Acordam no Supremo Tribunal de Justiça I. Relatório 1. AA, BB, CC e DD, vieram propor, em 15.9.2017, contra EE A.

(actual EE, S.A.), acção declarativa com processo comum pedindo a condenação da Ré a pagar a quantia de € 100.000,00, respeitante ao capital seguro, acrescida de juros desde o óbito da pessoa segura.

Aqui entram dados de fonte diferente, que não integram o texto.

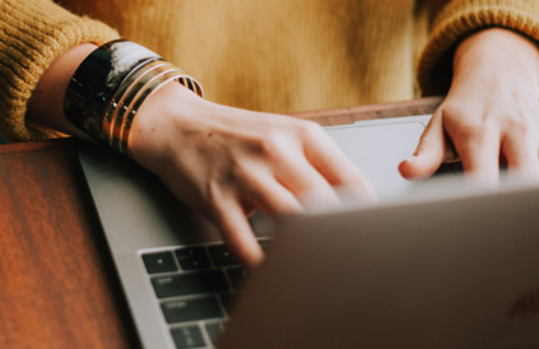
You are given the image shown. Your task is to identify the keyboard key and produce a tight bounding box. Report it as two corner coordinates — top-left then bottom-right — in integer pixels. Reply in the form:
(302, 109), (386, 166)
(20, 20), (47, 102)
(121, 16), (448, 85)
(226, 267), (247, 290)
(219, 293), (236, 315)
(176, 247), (211, 270)
(208, 245), (239, 267)
(142, 252), (178, 274)
(170, 326), (206, 349)
(161, 296), (224, 324)
(206, 322), (225, 345)
(152, 270), (230, 298)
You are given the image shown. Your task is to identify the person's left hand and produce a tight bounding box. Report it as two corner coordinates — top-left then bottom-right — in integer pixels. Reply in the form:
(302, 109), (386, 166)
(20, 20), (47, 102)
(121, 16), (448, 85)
(399, 28), (539, 184)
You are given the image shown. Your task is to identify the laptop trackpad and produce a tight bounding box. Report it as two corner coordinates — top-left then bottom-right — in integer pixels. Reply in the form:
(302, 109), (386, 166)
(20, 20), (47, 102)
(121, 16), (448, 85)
(327, 121), (425, 196)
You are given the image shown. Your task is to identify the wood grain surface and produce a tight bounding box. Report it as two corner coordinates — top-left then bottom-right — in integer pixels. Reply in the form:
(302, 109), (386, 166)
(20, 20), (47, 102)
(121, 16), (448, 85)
(0, 98), (441, 349)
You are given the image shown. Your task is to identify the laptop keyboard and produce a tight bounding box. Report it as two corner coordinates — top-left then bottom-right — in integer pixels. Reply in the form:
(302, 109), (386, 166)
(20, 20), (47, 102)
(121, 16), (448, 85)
(142, 240), (270, 349)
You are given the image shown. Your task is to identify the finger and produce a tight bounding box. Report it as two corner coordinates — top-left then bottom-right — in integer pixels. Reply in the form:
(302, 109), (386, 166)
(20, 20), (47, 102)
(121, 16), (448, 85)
(502, 134), (539, 178)
(399, 110), (456, 179)
(243, 174), (304, 219)
(274, 155), (340, 207)
(215, 195), (264, 270)
(305, 128), (376, 199)
(453, 127), (500, 185)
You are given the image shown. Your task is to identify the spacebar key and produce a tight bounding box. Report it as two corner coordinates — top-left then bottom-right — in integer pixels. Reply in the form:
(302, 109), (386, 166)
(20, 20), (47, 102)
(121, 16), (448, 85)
(152, 270), (229, 298)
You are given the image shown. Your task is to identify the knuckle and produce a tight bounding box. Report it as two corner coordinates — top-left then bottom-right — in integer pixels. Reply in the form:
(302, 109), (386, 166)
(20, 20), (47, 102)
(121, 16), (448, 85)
(458, 121), (493, 140)
(257, 131), (287, 159)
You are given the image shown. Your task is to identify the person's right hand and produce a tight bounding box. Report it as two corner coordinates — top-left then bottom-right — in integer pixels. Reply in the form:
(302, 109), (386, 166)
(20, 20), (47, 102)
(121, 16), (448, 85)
(129, 83), (375, 268)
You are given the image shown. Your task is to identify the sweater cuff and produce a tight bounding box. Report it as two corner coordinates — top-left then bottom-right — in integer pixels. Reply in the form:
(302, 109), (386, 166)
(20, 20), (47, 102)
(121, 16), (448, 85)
(0, 0), (118, 142)
(417, 0), (539, 96)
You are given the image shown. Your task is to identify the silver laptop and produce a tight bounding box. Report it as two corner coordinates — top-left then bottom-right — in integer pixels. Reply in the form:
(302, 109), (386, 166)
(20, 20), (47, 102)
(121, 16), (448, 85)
(80, 116), (539, 349)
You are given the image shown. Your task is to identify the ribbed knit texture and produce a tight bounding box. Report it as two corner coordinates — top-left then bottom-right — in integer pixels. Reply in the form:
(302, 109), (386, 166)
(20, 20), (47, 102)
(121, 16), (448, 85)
(0, 0), (118, 141)
(0, 0), (539, 140)
(417, 0), (539, 95)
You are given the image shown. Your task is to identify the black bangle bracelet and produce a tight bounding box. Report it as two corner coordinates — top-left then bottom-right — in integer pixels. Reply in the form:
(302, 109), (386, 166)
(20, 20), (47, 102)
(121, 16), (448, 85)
(64, 39), (162, 141)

Invocam, em síntese, que FF, marido da 1ª A. e pai dos demais AA., faleceu em -----, vítima de acidente de viação quando conduzia o motociclo de matrícula 00-00-00. Dizem que tal acidente foi causado por culpa exclusiva do condutor de um veículo terceiro que, seguindo na faixa de rodagem contrária, se despistou e invadiu a faixa de rodagem em que circulava o dito FF, aí lhe embatendo. Alegam que a sociedade GG, Lda., celebrara com a Ré um contrato de seguro que cobria os riscos profissionais e extraprofissionais do segurado ou pessoa segura, o referido FF, em caso de morte ou invalidez permanente, sendo beneficiários os ora AA. em caso de morte, e que tal contrato se encontrava em vigor à data do óbito. Dizem que a Ré recusa aos AA. o pagamento do capital respectivo com o argumento de que estaria excluído o acidente com veículo de duas rodas, mas que tal nunca foi explicado à tomadora do seguro, nem as condições gerais disponibilizadas, pois o falecido deslocava-se com frequência de moto e, caso fosse conhecida essa condição, o contrato não teria sido celebrado.

  1. A Ré contestou, impugnando a factualidade alegada e sustentando que se encontra expressamente excluída da cobertura da apólice a utilização de veículos motorizados de duas rodas, cláusula que poderia ter sido derrogada mediante o pagamento de um sobre prémio. Mais defende que a tomadora do seguro recebeu o texto do contrato e conhecia as respectivas condições que lhe foram explicadas. Pede a improcedência da causa.

    Responderam os AA., concluindo como na p.i..

  2. Em audiência prévia, foi proferido despacho saneador que conferiu a validade formal da instância, procedeu à identificação do objecto do litígio e à enunciação dos temas da prova, fixando-se ainda o valor da causa em € 100.000,00.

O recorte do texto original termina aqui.